Phase 2 of the programme will see the demolition of the remainder of the current station building and completion of the new build to house 3 more retail units, as well as staff waiting room, help point and facilities.
The new station building to serve the city will be fully open later in 2020.
Wolverhampton Interchange Partnership consists of City of Wolverhampton Council (CWC), Ion, West Midlands Combined Authority, WMR, Avanti West Coast, Network Rail, Midland Metro Alliance, Canal & River Trust, and Black Country LEP.
Councillor Ian Ward, WMCA Portfolio Holder for Transport and Leader of Birmingham City Council, said: “It is great to see that progress is being made on the Wolverhampton Railway Station redevelopment. At the same time, we are making progress on the Metro extension along Pipers Row, which when complete will create a fantastic transport hub offering passengers seamless journeys between rail, tram and bus. It is also a catalyst for new investment in both Wolverhampton and the wider West Midlands.”
Brenda Lawrence, Head of Stations for West Midlands Railway, added: “As the operator of the new look Wolverhampton station we are excited at the progress which has been made to date.
“The new facility will hugely benefit our passengers and will also receive our new fleet of trains which begin to arrive in the second half of 2020 as part of our £700 million investment to increase capacity on the network by 25%.”
Steve Parry, Managing Director of Ion Development said: “We are looking forward to the public and staff enjoying the new state of the art facilities which is a significant development for the city, and one that will aid the regeneration of the commercial district enormously. Wolverhampton’s railway station will become an important gateway, creating a positive welcome for visitors and aiding the efficiency of commuter travel.”
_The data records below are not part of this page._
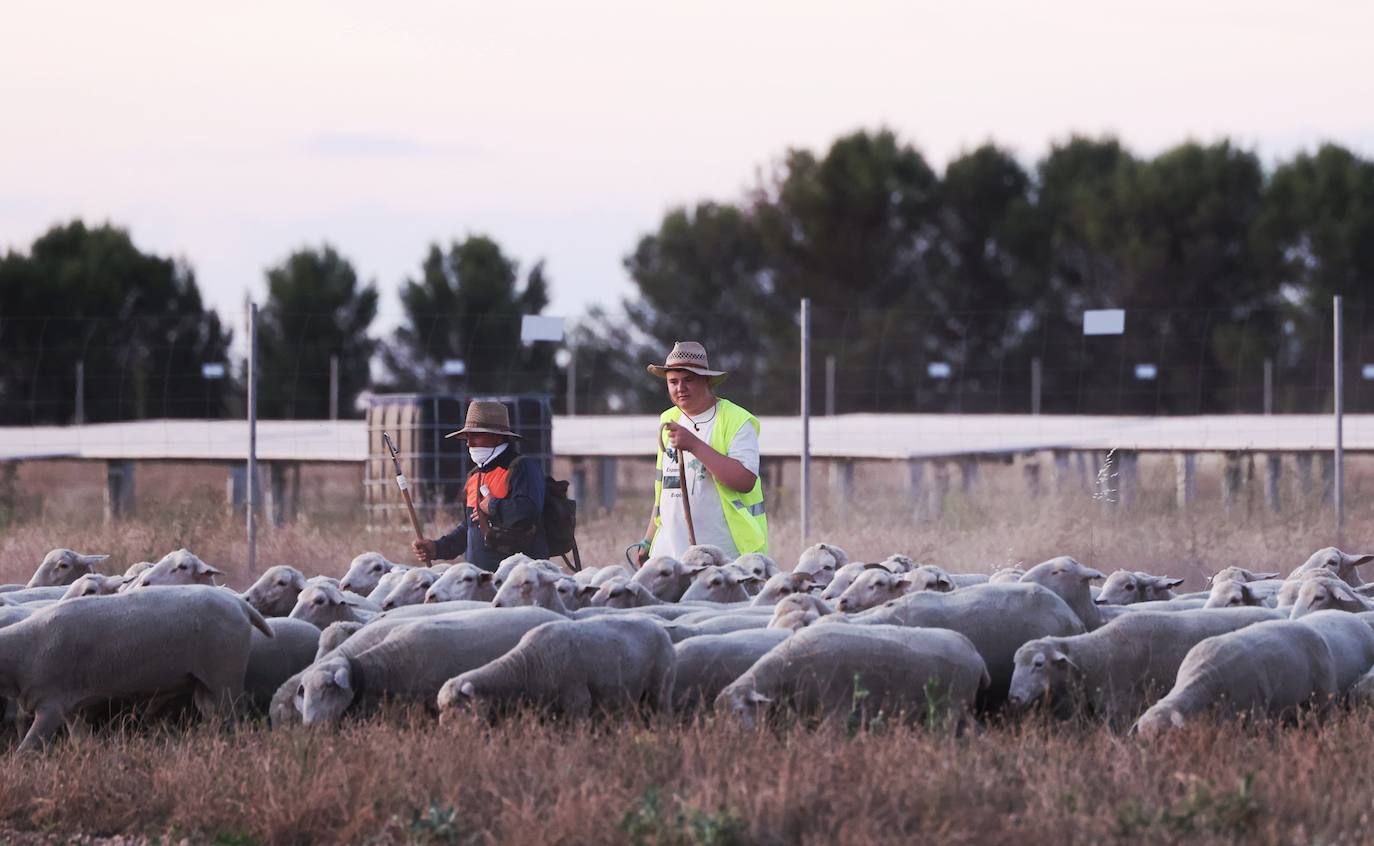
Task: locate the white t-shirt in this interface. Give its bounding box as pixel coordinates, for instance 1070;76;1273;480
650;403;758;560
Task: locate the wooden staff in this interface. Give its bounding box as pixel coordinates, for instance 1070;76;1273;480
382;431;423;542
658;423;697;547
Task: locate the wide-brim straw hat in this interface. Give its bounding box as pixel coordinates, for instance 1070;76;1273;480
444;400;521;438
647;341;730;387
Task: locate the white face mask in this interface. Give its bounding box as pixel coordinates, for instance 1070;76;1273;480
467;444;506;467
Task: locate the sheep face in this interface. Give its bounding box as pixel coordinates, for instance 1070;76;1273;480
1289;578;1367;619
492;560;567;613
554;575;596;611
835;564;908;613
243;564;305;617
425;563;496;602
1202;578;1263;608
682;544;727;573
290;585;353;629
813;562;868;602
26;549;110;588
903;564;954;593
1007;640;1083;714
339;552;397;596
791;544;849;588
716;678;772;729
62;573;124;599
1131;702;1187;738
734;552;779;584
633;555;687;602
295;658;354;725
382;567;438;610
492;552;534;591
135;549;224;588
1206;567;1282;586
683;566;749;602
1294;547;1374;585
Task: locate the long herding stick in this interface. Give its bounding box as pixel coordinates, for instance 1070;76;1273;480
658;423;697;547
382;431;423;542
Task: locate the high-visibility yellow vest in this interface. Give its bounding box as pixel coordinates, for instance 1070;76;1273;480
654;398;768;555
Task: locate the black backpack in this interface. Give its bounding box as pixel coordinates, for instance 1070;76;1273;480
497;456;583;573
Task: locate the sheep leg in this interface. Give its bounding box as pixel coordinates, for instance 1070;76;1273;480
19;705;65;751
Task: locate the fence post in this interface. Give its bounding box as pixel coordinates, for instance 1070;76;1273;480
800;297;811;547
1331;295;1345;545
243;302;257;575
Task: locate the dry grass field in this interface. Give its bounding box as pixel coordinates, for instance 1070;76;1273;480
0;455;1374;845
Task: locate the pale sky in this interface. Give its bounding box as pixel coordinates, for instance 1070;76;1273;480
0;0;1374;330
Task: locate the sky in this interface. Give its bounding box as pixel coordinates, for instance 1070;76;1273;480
0;0;1374;336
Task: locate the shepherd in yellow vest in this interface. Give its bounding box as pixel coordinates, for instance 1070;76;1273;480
639;341;768;563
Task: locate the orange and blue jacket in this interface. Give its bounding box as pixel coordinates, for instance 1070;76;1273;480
434;444;548;571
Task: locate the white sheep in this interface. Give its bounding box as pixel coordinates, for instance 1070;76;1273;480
673;629;791;714
425;563;496;603
438;614;676;717
750;573;813;607
295;608;563;725
682;564;754;603
1132;619;1340;736
1096;570;1183;606
632;555;692;602
1007;608;1282;727
287;584;376;629
768;593;834;632
1289;547;1374;588
716;625;988;728
240;564;305;617
62;573;124;600
0;585;272;750
25;549;110;588
339;552;404;599
131;548;224;588
791;544;849;588
1020;555;1106;632
811;582;1084;707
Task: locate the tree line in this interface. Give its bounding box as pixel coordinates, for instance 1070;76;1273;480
0;130;1374;423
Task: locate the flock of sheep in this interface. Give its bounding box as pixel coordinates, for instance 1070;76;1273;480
0;544;1374;748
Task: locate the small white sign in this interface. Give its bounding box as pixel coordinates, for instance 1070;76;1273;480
1083;309;1125;335
519;315;563;343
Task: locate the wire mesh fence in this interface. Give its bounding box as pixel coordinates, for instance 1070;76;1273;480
0;305;1374;426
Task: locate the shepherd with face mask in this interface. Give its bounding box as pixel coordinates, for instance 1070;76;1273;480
411;400;548;571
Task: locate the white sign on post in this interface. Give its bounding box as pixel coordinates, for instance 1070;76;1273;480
1083;309;1125;335
519;315;563;343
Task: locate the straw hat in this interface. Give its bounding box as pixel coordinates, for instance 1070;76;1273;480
647;341;730;387
444;400;521;438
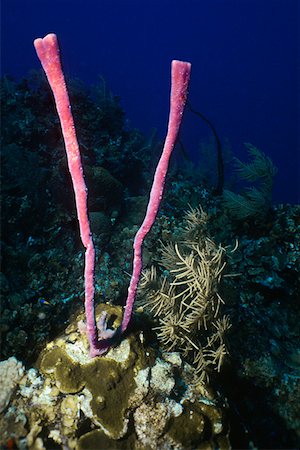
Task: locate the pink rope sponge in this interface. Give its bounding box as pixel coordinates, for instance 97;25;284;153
34;33;191;357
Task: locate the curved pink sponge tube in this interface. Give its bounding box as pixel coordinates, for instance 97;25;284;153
34;34;191;356
121;60;191;331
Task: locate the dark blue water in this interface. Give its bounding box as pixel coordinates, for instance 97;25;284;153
1;0;300;203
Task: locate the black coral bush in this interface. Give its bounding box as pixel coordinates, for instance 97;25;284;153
223;143;277;219
140;208;230;381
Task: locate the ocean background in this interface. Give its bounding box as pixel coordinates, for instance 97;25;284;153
1;0;300;203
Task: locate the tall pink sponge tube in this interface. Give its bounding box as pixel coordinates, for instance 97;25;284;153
121;60;191;331
34;33;101;356
34;30;191;357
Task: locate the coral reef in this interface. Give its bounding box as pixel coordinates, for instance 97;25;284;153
139;208;230;380
0;307;230;450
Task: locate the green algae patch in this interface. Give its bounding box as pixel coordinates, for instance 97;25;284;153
40;347;84;394
76;430;138;450
83;350;136;437
39;305;151;439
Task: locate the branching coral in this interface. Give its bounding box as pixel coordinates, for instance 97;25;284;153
140;208;230;380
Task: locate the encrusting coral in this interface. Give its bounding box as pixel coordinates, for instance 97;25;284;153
139;208;230;381
0;305;230;450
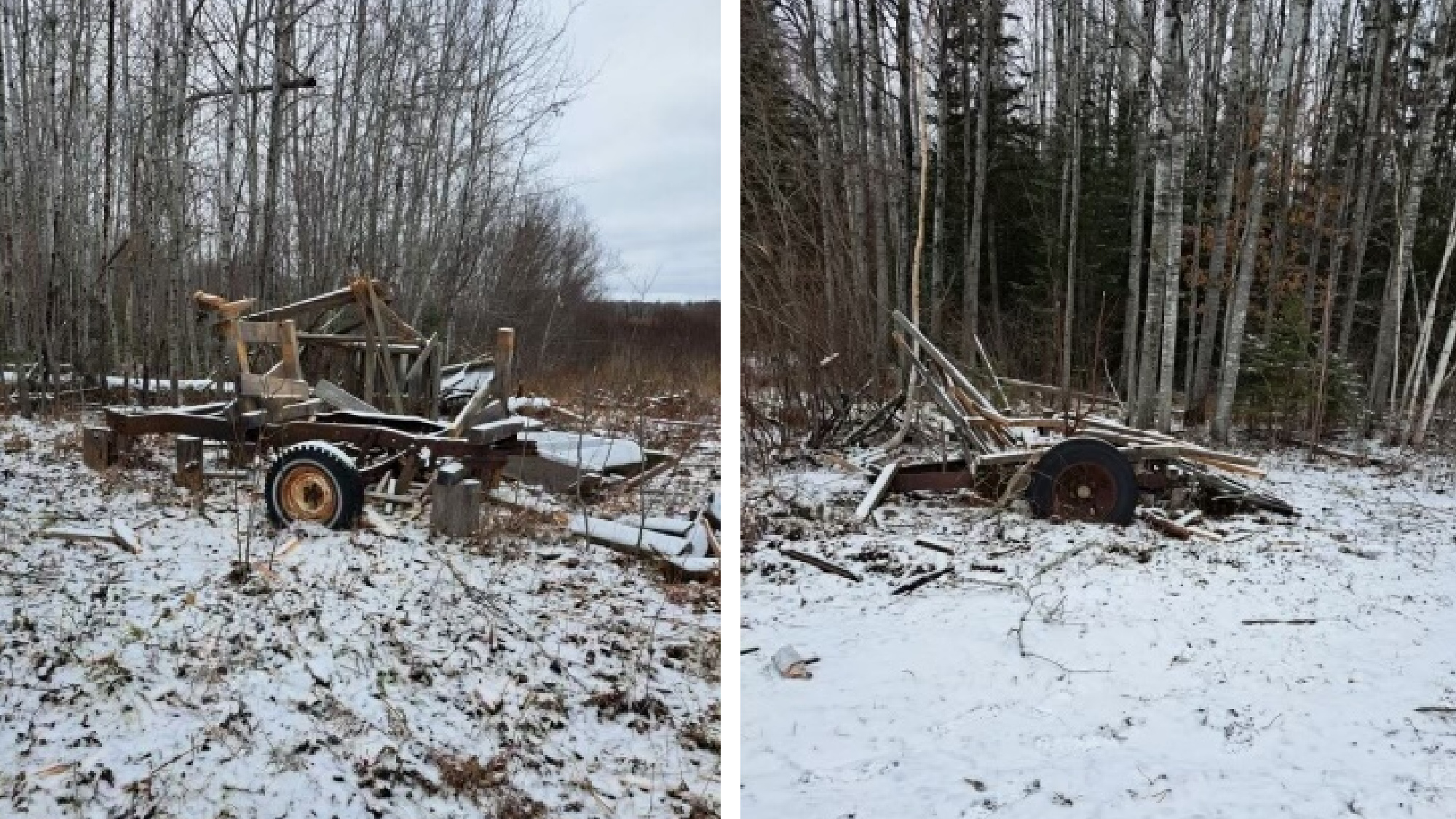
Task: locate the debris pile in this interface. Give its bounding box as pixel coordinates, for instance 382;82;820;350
83;277;718;579
847;312;1294;531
David Golding, Interim Route Director for Network Rail’s Central route, added: “The new station will transform first impressions of Wolverhampton and we are working closely with all our partners to deliver this upgrade for passengers. It is a great example of how investment from outside the railway industry can provide better facilities and services for passengers while helping regenerate surrounding areas.”
To enable delivery of Network Rail enhancement works to the pedestrian subway that leads into the rear of the station, the subway will now remain closed until phase 2 of the development work is complete.
A recommended, temporary pedestrian diversion route is already in place for customers wanting to access the station via Wednesfield Road.